Description: A lander on the surface of Venus is heated by the 460 C surface temperature, which, even with the best current designs using passive insulation, cause its electronics to fail in much less than a day. Active cooling concepts are not only exceedingly heavy but also exceedingly inefficient. TDA proposes a new insulation for the exterior of the lander that incorporates heat rejection mechanisms that apparently have not been previously considered for the Venus surface. Our insulation will make use of a flexible material that has been recently developed at TDA, and we will compare it to other potential but brittle insulations. Order-of-magnitude calculations suggest that the lifetime of the lander can be extended from hours to days.

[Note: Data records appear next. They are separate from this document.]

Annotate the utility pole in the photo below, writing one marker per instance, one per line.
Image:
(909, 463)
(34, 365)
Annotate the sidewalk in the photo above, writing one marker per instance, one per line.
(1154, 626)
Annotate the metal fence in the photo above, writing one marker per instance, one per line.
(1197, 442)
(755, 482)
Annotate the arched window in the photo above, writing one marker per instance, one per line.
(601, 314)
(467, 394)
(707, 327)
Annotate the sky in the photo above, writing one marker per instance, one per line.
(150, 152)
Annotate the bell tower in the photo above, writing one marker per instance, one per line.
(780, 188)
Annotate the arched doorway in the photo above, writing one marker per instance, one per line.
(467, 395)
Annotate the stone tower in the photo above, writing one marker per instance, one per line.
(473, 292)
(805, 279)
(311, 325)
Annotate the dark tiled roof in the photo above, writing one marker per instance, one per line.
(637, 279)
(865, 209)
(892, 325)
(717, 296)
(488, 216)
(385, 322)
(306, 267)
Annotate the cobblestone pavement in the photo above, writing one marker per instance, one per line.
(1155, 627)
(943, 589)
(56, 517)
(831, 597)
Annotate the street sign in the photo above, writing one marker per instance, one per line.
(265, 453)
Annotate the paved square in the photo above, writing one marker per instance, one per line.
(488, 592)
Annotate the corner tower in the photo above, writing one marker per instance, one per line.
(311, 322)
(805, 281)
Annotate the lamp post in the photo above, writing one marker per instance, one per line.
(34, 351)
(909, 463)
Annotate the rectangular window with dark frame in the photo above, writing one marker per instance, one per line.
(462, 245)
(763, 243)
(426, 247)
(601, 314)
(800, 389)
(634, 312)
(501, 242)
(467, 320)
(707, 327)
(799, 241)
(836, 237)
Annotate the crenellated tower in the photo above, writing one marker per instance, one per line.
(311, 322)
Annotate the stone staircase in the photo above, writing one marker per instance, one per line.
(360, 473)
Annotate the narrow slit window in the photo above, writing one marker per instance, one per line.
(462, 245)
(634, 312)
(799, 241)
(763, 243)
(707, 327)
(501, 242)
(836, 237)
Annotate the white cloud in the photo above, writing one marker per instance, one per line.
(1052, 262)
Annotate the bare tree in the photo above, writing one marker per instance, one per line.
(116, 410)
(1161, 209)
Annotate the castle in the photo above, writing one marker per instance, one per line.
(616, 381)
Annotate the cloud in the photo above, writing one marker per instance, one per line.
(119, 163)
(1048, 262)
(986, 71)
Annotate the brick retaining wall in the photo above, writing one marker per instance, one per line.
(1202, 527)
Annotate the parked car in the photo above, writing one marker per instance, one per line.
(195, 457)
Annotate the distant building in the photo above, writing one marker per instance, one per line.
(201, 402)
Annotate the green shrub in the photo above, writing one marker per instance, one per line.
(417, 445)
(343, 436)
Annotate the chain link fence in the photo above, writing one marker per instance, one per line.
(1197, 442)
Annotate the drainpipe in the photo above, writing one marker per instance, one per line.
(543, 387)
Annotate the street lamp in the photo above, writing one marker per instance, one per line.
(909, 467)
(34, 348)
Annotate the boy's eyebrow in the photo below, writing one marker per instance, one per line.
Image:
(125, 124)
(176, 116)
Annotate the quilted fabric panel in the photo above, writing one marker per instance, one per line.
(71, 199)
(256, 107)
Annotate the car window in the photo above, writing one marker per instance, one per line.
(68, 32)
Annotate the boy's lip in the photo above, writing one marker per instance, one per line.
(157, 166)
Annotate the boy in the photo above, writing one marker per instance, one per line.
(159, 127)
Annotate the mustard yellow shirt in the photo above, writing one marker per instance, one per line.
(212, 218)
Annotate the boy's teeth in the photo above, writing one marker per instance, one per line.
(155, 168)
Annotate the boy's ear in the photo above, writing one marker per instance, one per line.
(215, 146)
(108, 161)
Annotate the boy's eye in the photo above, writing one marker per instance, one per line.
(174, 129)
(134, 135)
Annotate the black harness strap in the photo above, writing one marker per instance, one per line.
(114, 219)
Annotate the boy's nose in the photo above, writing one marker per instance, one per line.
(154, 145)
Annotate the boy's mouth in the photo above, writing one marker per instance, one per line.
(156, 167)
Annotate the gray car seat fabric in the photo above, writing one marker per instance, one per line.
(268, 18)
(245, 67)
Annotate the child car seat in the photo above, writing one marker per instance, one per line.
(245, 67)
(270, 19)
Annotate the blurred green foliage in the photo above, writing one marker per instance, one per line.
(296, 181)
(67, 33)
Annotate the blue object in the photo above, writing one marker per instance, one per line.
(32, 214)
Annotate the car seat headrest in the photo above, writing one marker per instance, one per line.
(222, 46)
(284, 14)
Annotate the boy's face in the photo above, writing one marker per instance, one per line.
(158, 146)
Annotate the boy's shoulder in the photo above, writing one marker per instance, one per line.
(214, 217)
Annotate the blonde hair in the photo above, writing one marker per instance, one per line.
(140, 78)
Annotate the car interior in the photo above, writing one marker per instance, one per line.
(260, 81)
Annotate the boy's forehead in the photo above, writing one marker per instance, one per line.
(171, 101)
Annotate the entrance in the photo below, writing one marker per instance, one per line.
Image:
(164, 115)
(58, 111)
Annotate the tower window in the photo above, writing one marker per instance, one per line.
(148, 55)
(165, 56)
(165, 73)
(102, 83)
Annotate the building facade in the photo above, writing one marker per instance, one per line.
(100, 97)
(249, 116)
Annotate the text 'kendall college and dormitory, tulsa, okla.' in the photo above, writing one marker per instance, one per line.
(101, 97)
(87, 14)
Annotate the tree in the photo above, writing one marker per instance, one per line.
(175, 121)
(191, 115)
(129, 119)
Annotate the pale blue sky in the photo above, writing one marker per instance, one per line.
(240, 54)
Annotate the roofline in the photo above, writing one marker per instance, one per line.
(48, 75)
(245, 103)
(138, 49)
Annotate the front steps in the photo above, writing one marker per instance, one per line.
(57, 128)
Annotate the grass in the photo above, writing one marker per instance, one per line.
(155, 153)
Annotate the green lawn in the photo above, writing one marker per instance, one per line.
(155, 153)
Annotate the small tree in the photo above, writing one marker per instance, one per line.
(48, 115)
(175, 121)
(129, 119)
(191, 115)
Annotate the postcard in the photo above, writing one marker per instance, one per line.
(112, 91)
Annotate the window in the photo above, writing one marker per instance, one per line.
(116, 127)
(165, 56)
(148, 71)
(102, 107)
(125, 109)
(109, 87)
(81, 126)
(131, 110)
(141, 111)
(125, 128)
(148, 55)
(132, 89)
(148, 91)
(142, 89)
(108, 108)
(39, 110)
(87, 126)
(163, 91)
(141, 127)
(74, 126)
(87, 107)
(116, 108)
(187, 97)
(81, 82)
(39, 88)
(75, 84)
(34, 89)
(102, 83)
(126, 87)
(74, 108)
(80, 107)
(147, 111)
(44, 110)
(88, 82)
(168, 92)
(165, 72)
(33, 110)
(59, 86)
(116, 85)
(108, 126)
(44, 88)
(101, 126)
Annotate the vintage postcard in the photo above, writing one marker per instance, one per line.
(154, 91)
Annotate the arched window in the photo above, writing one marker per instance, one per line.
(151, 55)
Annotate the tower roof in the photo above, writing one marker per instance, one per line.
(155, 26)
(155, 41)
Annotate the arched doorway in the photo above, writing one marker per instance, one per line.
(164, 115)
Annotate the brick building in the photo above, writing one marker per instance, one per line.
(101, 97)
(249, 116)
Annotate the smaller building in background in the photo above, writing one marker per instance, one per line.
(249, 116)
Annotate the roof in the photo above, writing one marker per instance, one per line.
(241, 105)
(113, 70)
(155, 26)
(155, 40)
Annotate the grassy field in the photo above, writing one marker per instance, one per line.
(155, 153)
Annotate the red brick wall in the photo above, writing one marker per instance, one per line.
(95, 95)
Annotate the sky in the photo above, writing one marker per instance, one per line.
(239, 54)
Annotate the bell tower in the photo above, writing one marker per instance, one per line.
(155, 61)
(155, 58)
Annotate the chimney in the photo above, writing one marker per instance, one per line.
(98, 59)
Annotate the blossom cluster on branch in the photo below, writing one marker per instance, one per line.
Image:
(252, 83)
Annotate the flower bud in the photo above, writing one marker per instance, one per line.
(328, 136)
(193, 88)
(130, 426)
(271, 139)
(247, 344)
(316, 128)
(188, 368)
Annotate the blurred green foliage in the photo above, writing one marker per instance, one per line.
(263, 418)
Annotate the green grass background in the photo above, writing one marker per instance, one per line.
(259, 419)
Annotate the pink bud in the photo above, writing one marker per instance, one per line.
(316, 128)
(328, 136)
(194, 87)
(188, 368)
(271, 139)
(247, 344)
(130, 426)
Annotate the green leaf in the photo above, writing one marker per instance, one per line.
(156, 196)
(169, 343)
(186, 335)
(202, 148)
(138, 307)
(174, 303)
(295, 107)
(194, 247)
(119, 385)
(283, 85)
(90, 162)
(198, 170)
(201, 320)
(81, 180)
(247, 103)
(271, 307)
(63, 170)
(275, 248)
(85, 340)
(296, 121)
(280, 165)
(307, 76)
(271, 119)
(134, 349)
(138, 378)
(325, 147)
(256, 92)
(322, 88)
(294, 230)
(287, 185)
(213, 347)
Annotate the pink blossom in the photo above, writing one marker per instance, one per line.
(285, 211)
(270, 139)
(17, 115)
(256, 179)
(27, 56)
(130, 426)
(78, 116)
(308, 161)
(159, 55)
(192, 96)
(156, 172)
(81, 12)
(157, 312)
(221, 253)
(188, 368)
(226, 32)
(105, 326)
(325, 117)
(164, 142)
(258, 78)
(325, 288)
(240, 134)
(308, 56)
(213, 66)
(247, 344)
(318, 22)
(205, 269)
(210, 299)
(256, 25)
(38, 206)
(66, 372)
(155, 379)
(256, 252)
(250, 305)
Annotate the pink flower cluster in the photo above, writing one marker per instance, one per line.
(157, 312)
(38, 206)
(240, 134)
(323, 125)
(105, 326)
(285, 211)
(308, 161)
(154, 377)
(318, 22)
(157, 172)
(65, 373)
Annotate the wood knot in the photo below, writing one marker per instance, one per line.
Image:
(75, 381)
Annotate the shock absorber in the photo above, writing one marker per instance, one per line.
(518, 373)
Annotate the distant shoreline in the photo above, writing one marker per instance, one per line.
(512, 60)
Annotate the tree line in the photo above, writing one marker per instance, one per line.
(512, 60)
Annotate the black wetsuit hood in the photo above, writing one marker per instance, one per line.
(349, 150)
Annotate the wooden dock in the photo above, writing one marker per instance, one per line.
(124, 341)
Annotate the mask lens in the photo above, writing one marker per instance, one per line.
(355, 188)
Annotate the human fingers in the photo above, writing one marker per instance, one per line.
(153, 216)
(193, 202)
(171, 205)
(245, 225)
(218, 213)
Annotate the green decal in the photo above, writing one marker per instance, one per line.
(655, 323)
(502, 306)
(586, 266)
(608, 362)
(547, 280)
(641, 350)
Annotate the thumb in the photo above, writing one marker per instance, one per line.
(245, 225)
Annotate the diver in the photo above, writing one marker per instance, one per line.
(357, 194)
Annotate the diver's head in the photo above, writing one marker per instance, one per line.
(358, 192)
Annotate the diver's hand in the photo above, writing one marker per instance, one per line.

Benefits: The insulation is being designed for a Venus lander. In some sense, it is an enabling technology for a Venus lander, since surely the life expectancy of a mission must be substantially enhanced over the historical Pioneer and Venera probes in order for the mission to be funded. Even so, the materials and techniques developed during this project are potentially useful for a wide range of thermal protection systems (TPS), and could potentially be redesigned for use in applications such as (re-)entry heatshields, both deployable and static.

Thermal protection is also of substantial interest for a host of military applications, primarily including re-entry heatshields, rocket nozzles and internal insulation for solid rocket motor cases.